There have also been calls to remove the requirement to state ethnicity, language or religious convictions on the census form. In a joint statement, the ambassadors of the UK and US warned that “certain political forces are cynically championing this initiative, hoping to drive a wedge between those who identify as Montenegrin and those who identify as Serb”.

But Knezevic is resolute: ethnicity, language, and religion are important questions that deserve to be on the census. He wants to be able to identify as being of Serbian heritage, as a believer in the Serbian Orthodox Church, and as someone who speaks the Serbian language – rather than the Montenegrin language which, he says, received undue favour under Djukanovic.

(In 2017, Montenegrin was officially classified as distinct from Serbian by the International Organisation for Standardisation. Most linguists agree, however, that the languages are almost identical.)

“In the US when they have a census they ask about nationality and religion, they also ask about sexual preferences.
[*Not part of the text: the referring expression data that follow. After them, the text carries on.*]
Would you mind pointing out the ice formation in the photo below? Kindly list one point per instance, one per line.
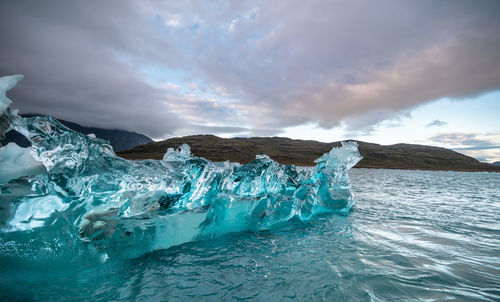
(88, 196)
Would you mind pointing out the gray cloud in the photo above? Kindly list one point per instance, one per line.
(437, 123)
(474, 141)
(284, 63)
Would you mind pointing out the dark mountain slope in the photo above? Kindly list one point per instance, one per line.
(304, 152)
(119, 139)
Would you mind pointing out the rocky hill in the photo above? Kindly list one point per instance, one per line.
(304, 152)
(119, 139)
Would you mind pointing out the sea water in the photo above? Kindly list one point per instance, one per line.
(79, 223)
(413, 235)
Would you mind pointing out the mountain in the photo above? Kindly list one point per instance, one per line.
(119, 139)
(304, 152)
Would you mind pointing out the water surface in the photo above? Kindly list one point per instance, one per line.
(412, 235)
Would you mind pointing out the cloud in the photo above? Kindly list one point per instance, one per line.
(272, 64)
(437, 123)
(477, 140)
(481, 146)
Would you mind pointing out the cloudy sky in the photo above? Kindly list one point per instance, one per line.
(424, 72)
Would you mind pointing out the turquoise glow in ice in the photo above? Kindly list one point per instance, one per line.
(86, 194)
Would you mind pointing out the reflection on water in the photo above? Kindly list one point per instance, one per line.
(412, 235)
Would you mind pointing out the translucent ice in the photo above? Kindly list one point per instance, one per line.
(132, 207)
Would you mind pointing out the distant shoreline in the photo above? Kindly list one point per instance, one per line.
(303, 153)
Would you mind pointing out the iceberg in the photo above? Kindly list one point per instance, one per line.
(75, 188)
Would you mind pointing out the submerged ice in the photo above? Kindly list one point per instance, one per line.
(71, 190)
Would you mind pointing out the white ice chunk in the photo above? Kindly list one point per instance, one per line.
(7, 83)
(17, 162)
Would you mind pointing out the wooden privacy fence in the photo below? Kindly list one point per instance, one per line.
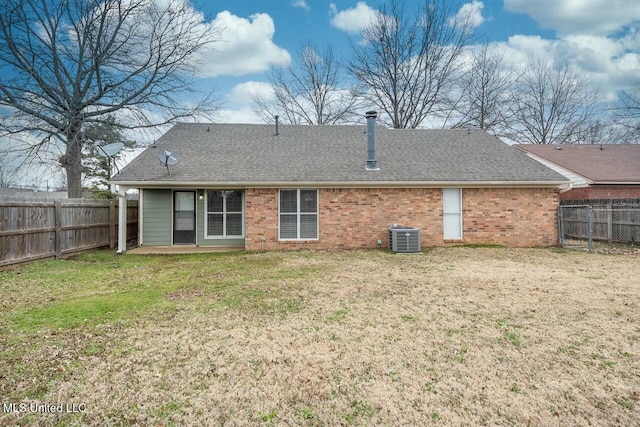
(31, 230)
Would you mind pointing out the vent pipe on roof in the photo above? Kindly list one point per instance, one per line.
(372, 161)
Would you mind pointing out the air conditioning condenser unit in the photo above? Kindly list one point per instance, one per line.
(404, 239)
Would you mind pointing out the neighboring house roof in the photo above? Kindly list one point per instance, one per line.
(597, 164)
(324, 155)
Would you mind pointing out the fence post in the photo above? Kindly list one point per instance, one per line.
(112, 224)
(560, 227)
(610, 222)
(590, 227)
(57, 207)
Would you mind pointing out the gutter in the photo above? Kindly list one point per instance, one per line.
(122, 216)
(343, 184)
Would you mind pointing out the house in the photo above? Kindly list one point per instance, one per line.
(596, 172)
(297, 186)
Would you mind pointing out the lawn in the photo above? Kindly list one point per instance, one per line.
(458, 336)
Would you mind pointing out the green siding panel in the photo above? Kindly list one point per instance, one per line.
(201, 218)
(157, 211)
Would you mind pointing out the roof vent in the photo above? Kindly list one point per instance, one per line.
(372, 161)
(404, 239)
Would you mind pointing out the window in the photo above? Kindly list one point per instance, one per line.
(224, 213)
(452, 209)
(298, 214)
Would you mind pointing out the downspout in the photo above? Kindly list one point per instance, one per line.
(122, 217)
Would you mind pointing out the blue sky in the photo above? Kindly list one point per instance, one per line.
(601, 37)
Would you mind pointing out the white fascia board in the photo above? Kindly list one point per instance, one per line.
(576, 180)
(346, 184)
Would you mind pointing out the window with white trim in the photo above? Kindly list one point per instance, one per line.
(452, 210)
(298, 214)
(224, 213)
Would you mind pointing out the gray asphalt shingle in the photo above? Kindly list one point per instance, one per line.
(245, 153)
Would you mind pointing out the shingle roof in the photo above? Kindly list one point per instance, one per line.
(244, 153)
(606, 163)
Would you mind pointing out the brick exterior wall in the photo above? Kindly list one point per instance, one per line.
(358, 217)
(599, 192)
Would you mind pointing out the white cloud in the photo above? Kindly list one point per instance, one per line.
(599, 17)
(239, 115)
(301, 4)
(473, 12)
(352, 20)
(246, 47)
(243, 93)
(604, 61)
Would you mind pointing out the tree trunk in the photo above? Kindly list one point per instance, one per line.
(72, 162)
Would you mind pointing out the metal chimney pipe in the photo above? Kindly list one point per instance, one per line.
(372, 161)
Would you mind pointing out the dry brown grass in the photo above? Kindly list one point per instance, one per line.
(461, 336)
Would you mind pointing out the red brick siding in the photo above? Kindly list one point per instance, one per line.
(603, 192)
(358, 217)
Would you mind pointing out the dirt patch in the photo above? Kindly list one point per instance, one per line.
(461, 336)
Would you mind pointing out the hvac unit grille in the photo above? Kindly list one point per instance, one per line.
(404, 239)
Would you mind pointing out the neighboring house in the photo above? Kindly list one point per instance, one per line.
(260, 187)
(608, 171)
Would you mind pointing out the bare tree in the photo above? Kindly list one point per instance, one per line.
(308, 91)
(67, 64)
(485, 91)
(626, 115)
(553, 104)
(407, 60)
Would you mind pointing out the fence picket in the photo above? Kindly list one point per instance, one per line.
(32, 230)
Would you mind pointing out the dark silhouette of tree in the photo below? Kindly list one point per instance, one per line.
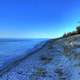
(78, 29)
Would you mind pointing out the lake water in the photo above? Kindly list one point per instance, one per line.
(10, 49)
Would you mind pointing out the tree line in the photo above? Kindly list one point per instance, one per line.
(77, 31)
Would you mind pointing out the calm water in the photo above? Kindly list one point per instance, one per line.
(10, 49)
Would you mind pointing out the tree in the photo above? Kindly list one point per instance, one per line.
(78, 29)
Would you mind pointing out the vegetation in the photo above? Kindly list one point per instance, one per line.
(77, 31)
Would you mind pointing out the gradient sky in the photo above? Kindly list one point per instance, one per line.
(38, 18)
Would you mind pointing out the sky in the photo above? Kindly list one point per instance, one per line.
(38, 18)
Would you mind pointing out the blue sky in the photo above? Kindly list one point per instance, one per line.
(38, 18)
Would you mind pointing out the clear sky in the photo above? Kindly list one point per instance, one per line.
(38, 18)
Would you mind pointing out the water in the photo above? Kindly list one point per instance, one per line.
(10, 49)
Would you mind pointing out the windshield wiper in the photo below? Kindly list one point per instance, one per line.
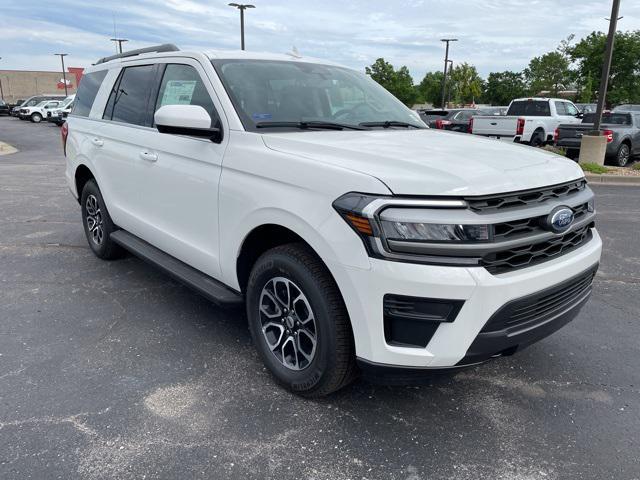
(311, 124)
(388, 124)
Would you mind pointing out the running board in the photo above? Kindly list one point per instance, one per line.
(207, 286)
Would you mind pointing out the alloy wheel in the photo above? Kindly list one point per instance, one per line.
(288, 323)
(94, 220)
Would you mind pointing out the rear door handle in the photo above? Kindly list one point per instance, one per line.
(149, 156)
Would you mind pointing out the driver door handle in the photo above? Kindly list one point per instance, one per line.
(149, 156)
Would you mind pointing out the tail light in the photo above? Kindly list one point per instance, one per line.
(64, 133)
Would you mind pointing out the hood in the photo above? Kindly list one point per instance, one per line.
(430, 162)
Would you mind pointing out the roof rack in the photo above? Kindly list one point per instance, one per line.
(166, 47)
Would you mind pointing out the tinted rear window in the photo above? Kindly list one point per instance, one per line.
(87, 91)
(609, 118)
(530, 108)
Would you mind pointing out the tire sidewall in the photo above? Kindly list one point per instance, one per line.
(280, 265)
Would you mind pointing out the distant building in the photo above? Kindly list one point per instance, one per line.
(20, 84)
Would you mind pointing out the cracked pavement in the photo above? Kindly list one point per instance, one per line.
(112, 370)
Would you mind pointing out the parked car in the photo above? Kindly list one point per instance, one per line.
(627, 107)
(528, 120)
(455, 119)
(622, 130)
(54, 114)
(585, 108)
(357, 238)
(33, 101)
(38, 112)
In the US all these elements are there, whereas here they want to stop the census and delete nationality or religious affiliation,” he said.

“The free expression of our citizens should not be stopped […] They should be free to say if they speak the Serbian language, follow the Serbian Orthodox Church, or declare themselves as Serbs.”
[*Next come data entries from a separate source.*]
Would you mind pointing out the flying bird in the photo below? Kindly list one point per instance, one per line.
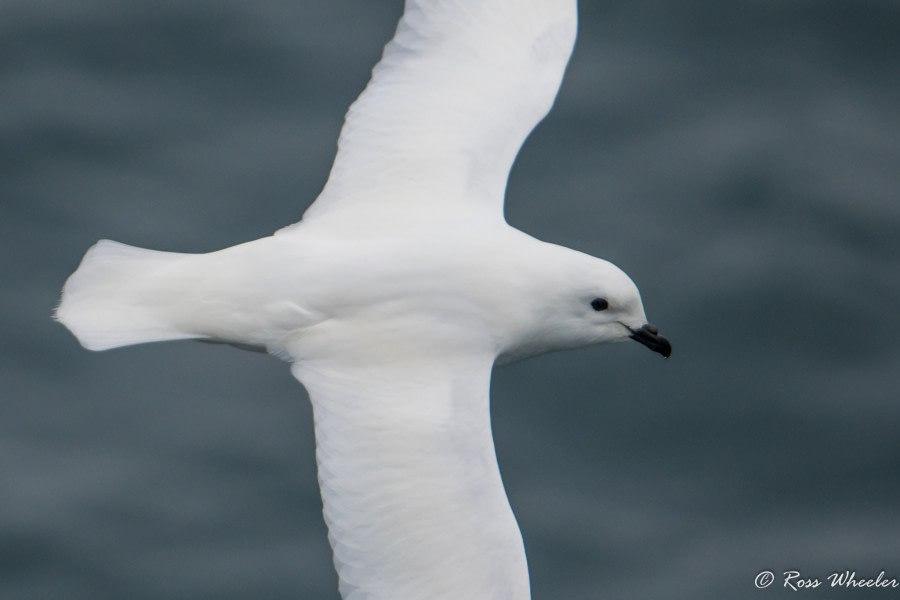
(396, 294)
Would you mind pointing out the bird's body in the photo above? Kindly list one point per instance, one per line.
(395, 296)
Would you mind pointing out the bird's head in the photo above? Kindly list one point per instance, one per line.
(581, 300)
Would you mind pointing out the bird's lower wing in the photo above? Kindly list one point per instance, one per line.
(412, 494)
(458, 89)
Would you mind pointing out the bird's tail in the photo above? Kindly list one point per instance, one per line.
(114, 298)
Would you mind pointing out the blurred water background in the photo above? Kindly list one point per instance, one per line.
(741, 160)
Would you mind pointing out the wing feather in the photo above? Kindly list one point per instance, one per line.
(457, 91)
(411, 490)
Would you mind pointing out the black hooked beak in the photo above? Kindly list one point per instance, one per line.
(649, 336)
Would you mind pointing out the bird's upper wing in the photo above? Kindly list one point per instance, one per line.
(411, 490)
(457, 91)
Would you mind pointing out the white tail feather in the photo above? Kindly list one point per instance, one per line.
(108, 301)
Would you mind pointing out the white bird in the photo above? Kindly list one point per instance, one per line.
(396, 294)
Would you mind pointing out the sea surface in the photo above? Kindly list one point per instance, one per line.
(741, 160)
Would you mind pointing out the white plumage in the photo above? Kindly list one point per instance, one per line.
(396, 294)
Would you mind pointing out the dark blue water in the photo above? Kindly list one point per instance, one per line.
(741, 160)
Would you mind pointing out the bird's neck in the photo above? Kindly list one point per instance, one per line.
(412, 495)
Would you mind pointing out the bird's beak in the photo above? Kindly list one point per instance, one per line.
(649, 336)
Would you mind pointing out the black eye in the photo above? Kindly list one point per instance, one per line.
(599, 304)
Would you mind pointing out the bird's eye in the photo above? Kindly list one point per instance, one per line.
(599, 304)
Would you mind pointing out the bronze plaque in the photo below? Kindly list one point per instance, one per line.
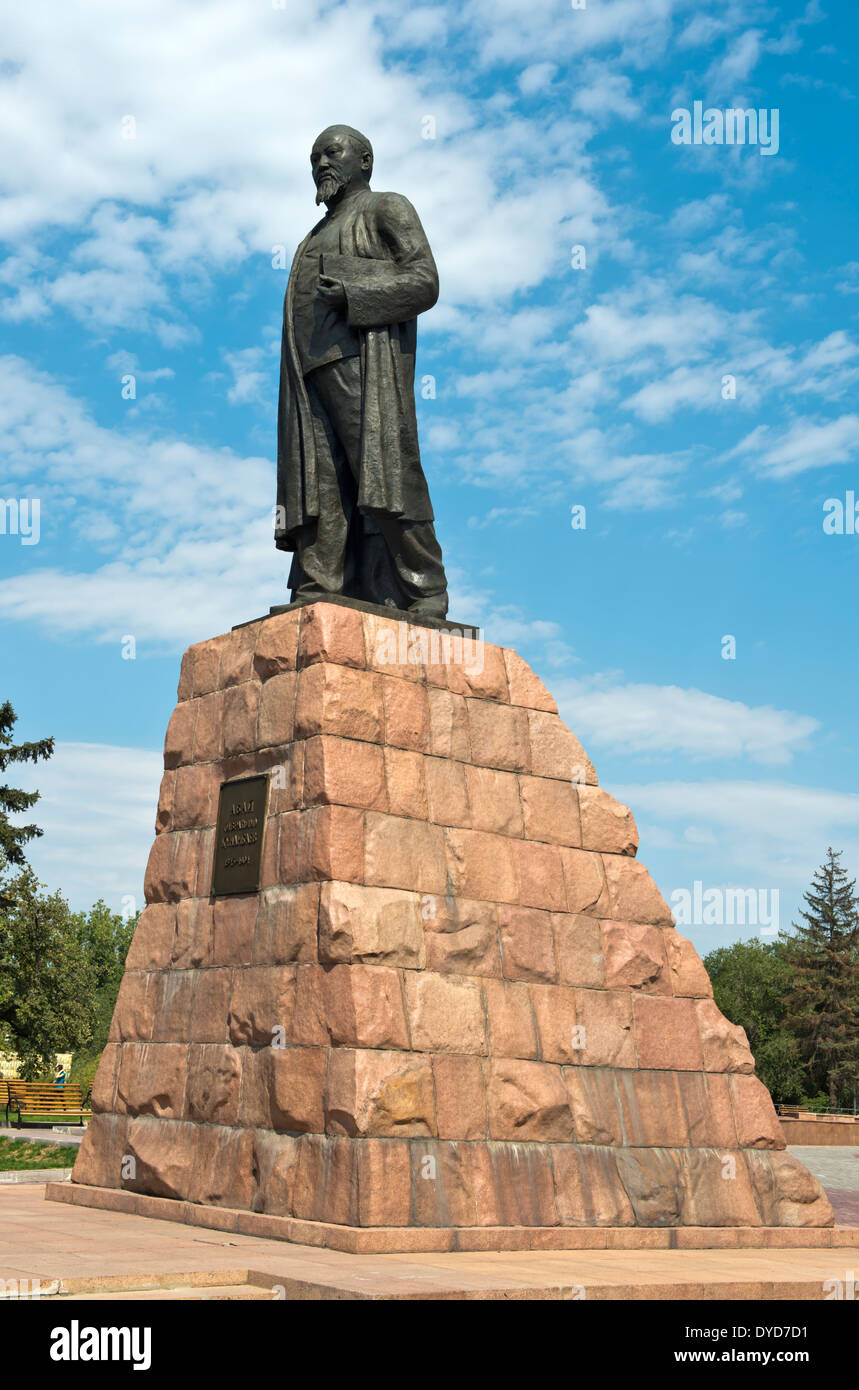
(239, 836)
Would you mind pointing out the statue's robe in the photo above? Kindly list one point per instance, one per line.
(382, 302)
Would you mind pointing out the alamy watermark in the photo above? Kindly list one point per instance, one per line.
(733, 125)
(841, 517)
(699, 906)
(21, 517)
(399, 644)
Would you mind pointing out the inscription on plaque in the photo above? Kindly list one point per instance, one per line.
(239, 836)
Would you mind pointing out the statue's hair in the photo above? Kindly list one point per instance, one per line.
(360, 141)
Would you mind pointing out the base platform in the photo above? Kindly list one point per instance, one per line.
(424, 1240)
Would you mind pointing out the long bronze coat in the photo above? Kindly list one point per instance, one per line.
(384, 299)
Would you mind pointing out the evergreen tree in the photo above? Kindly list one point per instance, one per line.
(751, 982)
(823, 1001)
(47, 983)
(13, 801)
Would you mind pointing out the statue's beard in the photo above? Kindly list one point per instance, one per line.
(328, 188)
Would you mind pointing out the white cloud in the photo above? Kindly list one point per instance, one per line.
(665, 720)
(808, 444)
(97, 811)
(763, 831)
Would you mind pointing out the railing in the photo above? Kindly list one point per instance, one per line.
(813, 1111)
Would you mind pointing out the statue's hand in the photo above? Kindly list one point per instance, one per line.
(331, 291)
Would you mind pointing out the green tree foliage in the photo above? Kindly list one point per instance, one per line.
(104, 937)
(13, 801)
(60, 970)
(823, 995)
(751, 980)
(47, 984)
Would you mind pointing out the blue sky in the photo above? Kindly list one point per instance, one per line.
(145, 248)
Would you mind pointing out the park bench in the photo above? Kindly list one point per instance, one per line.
(42, 1100)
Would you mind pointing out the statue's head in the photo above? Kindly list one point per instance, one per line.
(341, 159)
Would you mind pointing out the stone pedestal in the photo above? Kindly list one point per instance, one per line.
(456, 1015)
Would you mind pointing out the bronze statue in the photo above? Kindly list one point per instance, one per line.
(352, 496)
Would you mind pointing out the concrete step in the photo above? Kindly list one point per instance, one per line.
(181, 1293)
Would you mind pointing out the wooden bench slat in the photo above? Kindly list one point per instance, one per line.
(36, 1098)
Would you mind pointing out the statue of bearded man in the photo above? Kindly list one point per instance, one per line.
(353, 503)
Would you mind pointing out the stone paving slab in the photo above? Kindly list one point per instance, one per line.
(85, 1248)
(836, 1168)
There are practical reasons too for holding the census before the end of 2021, he said, namely the allegations of voter fraud levelled by the opposition against Djukanovic and the DPS. These not only apply to the 2020 elections but go right back to the referendum, which was passed by a razor-thin – some would argue, a suspiciously thin – minority of voters in 2006.

Next to the gun, directly above his head as he speaks from his office in Podgorica, is another frame, this one containing a painting of Knezevic’s ancestors fighting the Ottoman Turks in the 1860s. Back then, Montenegrins fought alongside Serbs, and eventually threw off the yoke of Constantinople after almost four hundred years, Montenegro was recognised as an independent state in 1878.

It would spend just 40 years as an independent nation before being subsumed into the Kingdom of Serbs, Croats, and Slovenes in 1918 and then the Kingdom of Yugoslavia in 1929. Apart from three years as a fascist puppet state during World War II, It would remain part of Yugoslavia until 2003.

Knezevic voted against independence in 2006 but says that he would not seek to rerun that vote today. Montenegro is an independent state, a member of NATO and an aspiring member of the EU and his government is not trying to change that. What it is trying to change is the nature of independent Montenegro as a fiefdom of one man: Milo Djukanovic.

“I respect the fact that Montenegro is an independent state. I have no reason to ever question that,” he said. “But it has become the private property of Djukanovic […] that was not what the people who voted for independent Montenegro had in mind.”